Ambient: a lightweight canvas particle field + CSS scanline/vignette; all motion respects prefers-reduced-motion.

07API layer

Serverless endpoints

Route	Responsibility	Upstream
`POST /api/chat`	persona reply (text)	Anthropic
`POST /api/voice`	speech synthesis (mp3)	fal.ai

Both are stateless Node ESM handlers. A minimal local dev server mirrors the platform's /api/* routing and injects env from a git-ignored file, so the exact production code path runs locally.

Operator override

A sentinel-prefixed input short-circuits inference: a message beginning with a fixed numeric sentinel is echoed verbatim as the reply (bypassing the LLM entirely) and passed straight to voice synthesis. This gives the operator a deterministic "make the avatar say exactly X" channel for scripted/recorded content — zero LLM cost, zero latency.

// /api/chat — before inference
if (input matches /^<sentinel>\s*([\s\S]+)$/)
     return { text: captured_verbatim }

08Deployment

Topology

Host: Vercel — static assets from public/, functions auto-routed from api/.
Config surface (env vars): LLM API key, voice provider key, cloned voice_id, plus optional overrides for model tier, voice model, web-search and voice on/off toggles.
Cold path: first request per region pays function init + (for voice) provider GPU spin-up; subsequent requests are warm.
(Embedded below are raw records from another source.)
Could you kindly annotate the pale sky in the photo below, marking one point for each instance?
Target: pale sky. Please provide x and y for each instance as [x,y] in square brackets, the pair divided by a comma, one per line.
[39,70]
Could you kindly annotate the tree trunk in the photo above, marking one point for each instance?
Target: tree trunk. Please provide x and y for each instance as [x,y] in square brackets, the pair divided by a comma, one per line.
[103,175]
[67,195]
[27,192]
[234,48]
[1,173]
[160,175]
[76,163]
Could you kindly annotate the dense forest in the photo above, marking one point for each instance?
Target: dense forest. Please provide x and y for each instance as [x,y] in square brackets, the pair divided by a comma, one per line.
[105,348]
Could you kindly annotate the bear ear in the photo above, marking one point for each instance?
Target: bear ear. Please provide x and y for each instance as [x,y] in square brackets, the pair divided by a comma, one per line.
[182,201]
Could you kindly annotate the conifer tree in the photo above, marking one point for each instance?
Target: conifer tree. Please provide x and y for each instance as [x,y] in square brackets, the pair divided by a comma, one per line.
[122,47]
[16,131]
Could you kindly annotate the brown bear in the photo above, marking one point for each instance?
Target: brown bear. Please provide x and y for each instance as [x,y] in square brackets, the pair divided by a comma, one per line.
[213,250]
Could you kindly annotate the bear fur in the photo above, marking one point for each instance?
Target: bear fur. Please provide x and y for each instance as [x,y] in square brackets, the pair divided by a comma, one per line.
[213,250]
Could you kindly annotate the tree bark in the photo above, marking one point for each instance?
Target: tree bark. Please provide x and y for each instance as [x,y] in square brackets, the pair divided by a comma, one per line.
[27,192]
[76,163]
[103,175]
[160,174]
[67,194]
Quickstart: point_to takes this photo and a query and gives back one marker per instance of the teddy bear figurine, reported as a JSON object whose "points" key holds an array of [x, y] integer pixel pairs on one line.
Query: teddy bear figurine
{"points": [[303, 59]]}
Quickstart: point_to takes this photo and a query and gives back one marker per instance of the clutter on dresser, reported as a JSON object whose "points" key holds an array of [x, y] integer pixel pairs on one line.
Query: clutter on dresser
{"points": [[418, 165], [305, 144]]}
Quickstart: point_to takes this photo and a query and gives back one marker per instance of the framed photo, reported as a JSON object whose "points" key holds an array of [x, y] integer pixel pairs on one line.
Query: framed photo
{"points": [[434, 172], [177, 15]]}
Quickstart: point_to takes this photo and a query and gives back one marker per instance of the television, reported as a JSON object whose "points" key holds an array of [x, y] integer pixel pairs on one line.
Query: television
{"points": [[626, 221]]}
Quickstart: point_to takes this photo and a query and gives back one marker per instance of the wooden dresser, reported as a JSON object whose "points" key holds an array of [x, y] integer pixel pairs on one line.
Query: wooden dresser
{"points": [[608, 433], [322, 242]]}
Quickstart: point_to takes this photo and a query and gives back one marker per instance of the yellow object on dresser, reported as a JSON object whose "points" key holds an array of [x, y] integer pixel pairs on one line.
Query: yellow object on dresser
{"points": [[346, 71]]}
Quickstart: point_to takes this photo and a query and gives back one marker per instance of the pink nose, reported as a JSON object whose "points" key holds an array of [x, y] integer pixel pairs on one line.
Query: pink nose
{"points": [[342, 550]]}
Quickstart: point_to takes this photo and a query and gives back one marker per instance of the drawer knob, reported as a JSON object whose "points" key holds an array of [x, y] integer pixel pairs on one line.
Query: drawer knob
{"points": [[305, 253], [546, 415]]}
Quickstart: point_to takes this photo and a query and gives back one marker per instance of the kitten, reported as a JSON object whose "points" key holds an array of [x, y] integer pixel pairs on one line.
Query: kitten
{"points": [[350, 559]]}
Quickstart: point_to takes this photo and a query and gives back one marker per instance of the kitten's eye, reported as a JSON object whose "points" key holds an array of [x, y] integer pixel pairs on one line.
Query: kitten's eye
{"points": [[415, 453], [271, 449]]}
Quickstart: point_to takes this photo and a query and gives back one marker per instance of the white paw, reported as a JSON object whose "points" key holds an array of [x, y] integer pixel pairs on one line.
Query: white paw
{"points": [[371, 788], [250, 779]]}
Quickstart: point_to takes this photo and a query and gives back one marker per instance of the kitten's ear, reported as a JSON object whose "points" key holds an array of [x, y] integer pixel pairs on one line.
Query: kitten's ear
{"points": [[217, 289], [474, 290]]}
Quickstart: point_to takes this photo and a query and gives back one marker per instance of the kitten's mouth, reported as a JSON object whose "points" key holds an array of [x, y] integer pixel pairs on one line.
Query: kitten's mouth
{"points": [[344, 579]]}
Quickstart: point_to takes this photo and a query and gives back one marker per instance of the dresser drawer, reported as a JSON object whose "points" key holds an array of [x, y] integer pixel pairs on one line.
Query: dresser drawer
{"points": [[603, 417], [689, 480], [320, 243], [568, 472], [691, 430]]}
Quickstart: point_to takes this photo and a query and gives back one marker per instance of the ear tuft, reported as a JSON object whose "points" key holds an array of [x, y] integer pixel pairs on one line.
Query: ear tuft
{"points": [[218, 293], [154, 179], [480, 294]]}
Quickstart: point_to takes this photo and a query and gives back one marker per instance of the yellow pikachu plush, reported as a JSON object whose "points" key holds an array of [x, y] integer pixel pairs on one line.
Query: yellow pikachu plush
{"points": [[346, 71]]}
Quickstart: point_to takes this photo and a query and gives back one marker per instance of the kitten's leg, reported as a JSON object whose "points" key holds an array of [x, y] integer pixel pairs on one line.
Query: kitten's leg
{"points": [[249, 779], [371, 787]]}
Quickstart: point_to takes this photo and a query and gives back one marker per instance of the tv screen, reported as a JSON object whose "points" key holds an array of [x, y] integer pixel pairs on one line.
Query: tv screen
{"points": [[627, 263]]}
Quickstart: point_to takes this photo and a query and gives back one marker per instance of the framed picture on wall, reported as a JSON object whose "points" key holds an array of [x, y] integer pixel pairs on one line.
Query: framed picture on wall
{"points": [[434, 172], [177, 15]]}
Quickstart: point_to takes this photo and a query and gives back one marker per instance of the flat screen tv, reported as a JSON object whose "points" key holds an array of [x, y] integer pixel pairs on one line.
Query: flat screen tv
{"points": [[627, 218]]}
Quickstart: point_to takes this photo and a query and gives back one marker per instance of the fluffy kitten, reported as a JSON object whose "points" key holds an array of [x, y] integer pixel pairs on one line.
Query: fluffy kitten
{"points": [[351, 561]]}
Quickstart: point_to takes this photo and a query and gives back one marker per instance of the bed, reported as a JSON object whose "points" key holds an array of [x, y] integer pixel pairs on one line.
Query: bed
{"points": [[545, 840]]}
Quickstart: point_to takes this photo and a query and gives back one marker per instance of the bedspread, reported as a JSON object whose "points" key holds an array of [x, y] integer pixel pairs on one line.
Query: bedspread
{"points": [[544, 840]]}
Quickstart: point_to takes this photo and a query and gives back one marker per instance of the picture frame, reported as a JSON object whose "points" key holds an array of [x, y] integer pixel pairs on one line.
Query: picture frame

frontendstatic SPA, single document + 3 sprite assets

functions2 × Node ESM serverless handlers

build stepoffline corpus compile → cached system prompt

secretsprovider keys — env only, never client-exposed

09Cost model

Per-interaction economics

Component	Driver	Order of magnitude
LLM text	cached prefix read + short completion	~$0.004 / msg (Sonnet 5)
Web search	per invocation, only when triggered	~$0.01 / search
Voice	per 1k characters synthesized	~$0.04–0.10 / 1k chars

The dominant efficiency lever is prompt caching: the ~7k-token persona prefix is written once and read at a fraction of input price thereafter, so marginal cost tracks completion length rather than prompt size. The operator override path is free of LLM cost entirely.

10Security & boundaries

Secret isolation: all provider credentials live in server-side environment variables and are never shipped to the client; the browser only ever talks to first-party /api/* routes.
Input bounds: user input is length-clamped and history-windowed to cap token exposure and prompt-injection surface.
Fail-soft: voice and search degrade gracefully; a provider outage never blocks a text reply.
Persona containment: grounding rules prevent disclosure of the underlying substrate or system identity.

Disclosure: this is a fan/parody persona system — an AI approximation, not the real person. All secrets referenced in this document are redacted; identifiers and endpoints are described generically.